October 1, 2008
Turns out California is not quite the car-crazy, motoring Mecca it's made it out to be – at least compared to other states.
New census data offer an image-busting glimpse of Golden State commuting: A smaller percentage of workers drove alone last year than in almost any other state.
That's not saying much, however. Nationally, 76 percent of commuters drive alone each day to work.
California's 73 percent ranks it a surprisingly low 43rd among states on solo car commutes, tied with the famously eco-aware Oregon, according to the Census Bureau's American Community Survey.
Sacramento has more solo commuters, although still slightly fewer than the national average.
New data back what some experts have argued for years. Californians use their cars a lot, but are no more freewheeling than people in other states.
"One more mention of California's love affair with the car and we're goners," lamented Charles Lave of the University of California Transportation Center more than a year ago. "If we wanted to fondle cars, we'd be somewhere in Alabama."
(Alabama is tied with Tennessee as the nation's true solo car commute capitals, census data show, followed by Indiana and Michigan.)
California also is gaining a reputation for its high-profile attempts to put the brakes on long commutes, gas consumption and vehicle emissions.
That includes Assembly Bill 32 in 2006, designed to reduce greenhouse gas emissions, including carbon dioxide from vehicles, blamed for global warming.
And, on Tuesday, Gov.
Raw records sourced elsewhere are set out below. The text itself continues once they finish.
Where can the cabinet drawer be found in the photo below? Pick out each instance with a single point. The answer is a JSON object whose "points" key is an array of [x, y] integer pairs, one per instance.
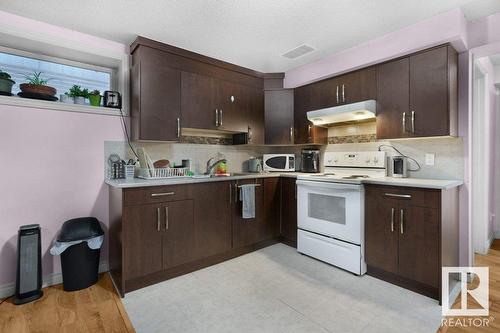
{"points": [[415, 196], [156, 194]]}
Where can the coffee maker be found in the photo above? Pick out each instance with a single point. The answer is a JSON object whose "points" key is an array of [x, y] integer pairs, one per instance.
{"points": [[310, 160]]}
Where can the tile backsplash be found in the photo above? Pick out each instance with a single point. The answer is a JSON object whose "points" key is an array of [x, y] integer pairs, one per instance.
{"points": [[449, 153]]}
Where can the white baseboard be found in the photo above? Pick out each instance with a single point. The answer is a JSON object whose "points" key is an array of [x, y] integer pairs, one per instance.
{"points": [[9, 289]]}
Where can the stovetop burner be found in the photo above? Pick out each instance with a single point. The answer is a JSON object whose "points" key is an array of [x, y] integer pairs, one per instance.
{"points": [[356, 177]]}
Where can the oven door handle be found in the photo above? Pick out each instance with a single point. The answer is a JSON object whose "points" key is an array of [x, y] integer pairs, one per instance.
{"points": [[329, 185]]}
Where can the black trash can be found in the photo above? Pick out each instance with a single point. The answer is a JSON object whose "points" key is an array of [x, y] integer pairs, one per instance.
{"points": [[80, 263]]}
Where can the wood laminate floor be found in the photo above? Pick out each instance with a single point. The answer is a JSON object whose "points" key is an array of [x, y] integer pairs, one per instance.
{"points": [[95, 309], [491, 260]]}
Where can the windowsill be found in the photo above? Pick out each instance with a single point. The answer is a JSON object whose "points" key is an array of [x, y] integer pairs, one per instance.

Arnold Schwarzenegger signed Sacramento Sen. Darrell Steinberg's SB 375, which guides metropolitan areas to cut sprawl and reduce emissions by growing more densely in existing urban areas and near public transit lines.
The legislation was inspired by the Sacramento region's recent Blueprint to reduce car commutes with more urban-style housing and more transit.
"It's about ensuring that people don't have to spend more time in their cars," Steinberg said.
Californians also are cutting back on their own.
Pinched by high fuel prices and a slow economy, California drivers bought nearly 5percent less gas this June than in June 2007. It was the ninth consecutive month of reduced gas purchases.
Nationally, motorists are driving about 4 percent less this summer than last summer, national transportation officials said Tuesday, also part of a nine-month trend.
Despite gains, a review of census data show California, the Sacramento region and the rest of the nation are a long way from leaving their cars in the garage.
Californians now spend on average 27.3 minutes each morning on a commute. That includes transit riding and is among the longest in the country. Still, it's less than the 27.7-minute average commute in 2000.
In most cases, commuters' choices on how to get to work remain limited, transportation analysts say.
"We are not so exceptional," UC Berkeley transportation analyst Elizabeth Deakin said of California. "People are very rational and very practical. They choose based on travel time and travel cost."
In a congested urban area, like Los Angeles, the Bay Area or central Sacramento, people will choose transit if it works better than a car, she said.
But it's causing a dilemma away from Sacramento's core, where cities like Folsom, Roseville and Elk Grove are dense enough to have congestion, but not dense enough for buses to be popular.
Yolo County remains the region's least car-dependent commute area. There, commuters ride bikes and walk to work at rates far exceeding state averages.
Yet, since 2000, with growth on the edges of Davis and Woodland, Yolo County shows the biggest increase in the number of commuters driving solo.
Some, Deakin says, are heading to work in Sacramento, but plenty others are caught in the nowhere land of fringe developments that are just a little too far out of transit, biking and walking distances.
Conversely, in Placer County, historically a car-centric area, the percentage of people driving alone to work is dropping, and carpool and transit ridership is up.
But even in more urbanized portions of Sacramento – where transit is strongest – residents lament a lack of commute options.
"Getting out of my car is one of the reasons I choose to live close to the city core," said Kathleen Ave of Curtis Park. She has taken light rail and ridden her bike to work. But, with two school-age children and no neighborhood bus to school, "realities get in the way sometimes."